Looks to me like the dam and sibling are grays not roans. It is often mistaken on registration papers. It's hard to tell at this point whether his dam started out as black or bay. So if she is black (can't have agouti or they would be bay) the sire would carry agouti (which doesn't effect red) but if she's bay she definitely carries it and the sire may or may not. Clear as mud? LOL At this point it your colt doesn't look to be showing any of the signs he may be gray but it can happen later. What color are his eyelashes?


----------



## waresbear (Jun 18, 2011)

Black eye lashes. I thought Grey when l saw the dam's picture, wasn't sure.


----------



## JCnGrace (Apr 28, 2013)

I'd bet on him him remaining bay then.


----------



## waresbear (Jun 18, 2011)

Thanks, appreciate your expertise!


----------



## Avna (Jul 11, 2015)

Good looking colt, that.


----------



## phantomhorse13 (Feb 18, 2011)

Agree, mom and sibling are grey not roan. See the pigment loss at the bottom of the tail and the grey on the head? Those are signs of grey, not roan (roan happens on the body, generally leaving the head solid).

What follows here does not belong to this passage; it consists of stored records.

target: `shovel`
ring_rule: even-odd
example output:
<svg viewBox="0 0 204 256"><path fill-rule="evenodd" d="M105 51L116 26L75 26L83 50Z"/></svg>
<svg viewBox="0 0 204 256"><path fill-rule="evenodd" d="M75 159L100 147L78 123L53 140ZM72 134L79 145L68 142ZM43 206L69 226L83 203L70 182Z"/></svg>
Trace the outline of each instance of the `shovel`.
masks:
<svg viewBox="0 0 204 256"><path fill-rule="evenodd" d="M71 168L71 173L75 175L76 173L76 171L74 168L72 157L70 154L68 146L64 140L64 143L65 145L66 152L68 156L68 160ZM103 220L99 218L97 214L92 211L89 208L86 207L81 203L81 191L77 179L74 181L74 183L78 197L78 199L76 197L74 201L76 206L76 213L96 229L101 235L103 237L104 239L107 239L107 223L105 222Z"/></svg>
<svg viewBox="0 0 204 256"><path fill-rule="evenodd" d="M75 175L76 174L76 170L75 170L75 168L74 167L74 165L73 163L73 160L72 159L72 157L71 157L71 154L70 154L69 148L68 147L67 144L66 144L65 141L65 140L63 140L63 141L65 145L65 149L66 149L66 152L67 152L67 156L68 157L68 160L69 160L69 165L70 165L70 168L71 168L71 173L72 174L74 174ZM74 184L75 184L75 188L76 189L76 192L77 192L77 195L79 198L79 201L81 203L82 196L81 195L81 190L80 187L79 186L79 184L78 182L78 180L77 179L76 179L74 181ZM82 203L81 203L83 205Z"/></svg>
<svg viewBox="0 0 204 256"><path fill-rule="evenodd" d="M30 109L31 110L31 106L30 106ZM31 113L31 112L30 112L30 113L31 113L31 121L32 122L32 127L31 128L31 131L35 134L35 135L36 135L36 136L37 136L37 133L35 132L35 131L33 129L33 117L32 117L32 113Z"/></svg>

Your colt did not have black legs as a foal, which would be expected if he was grey as that causes hyperpigmentation at birth. So he is bay without the grey gene.


----------



## QtrBel (May 31, 2012)

Bay. No grey. Beautiful boy you have there. Sire is sorrel, chestnut- basically red. May or may not carry dominant agouti. Mare is bay. The ticking pattern is not roan. Gray starts on face and tip of tail then moves to the soft spots and dappled the body before progressing out. That said the mare looks odd but my guess would still be bay going gray. I'd have to look it up but EEAa produces the darker bays if I remember correctly. Fading on a black with nd1 and or cream can cause a black to look bay. 

Your boy is EeA?


----------



## waresbear (Jun 18, 2011)

Looking back at the communication I had with the breeder, he called the mare a grey, I missed that. See how much I care about color? He had sent me pictures of the dam & said "grey " mare, not roan.


----------



## QtrBel (May 31, 2012)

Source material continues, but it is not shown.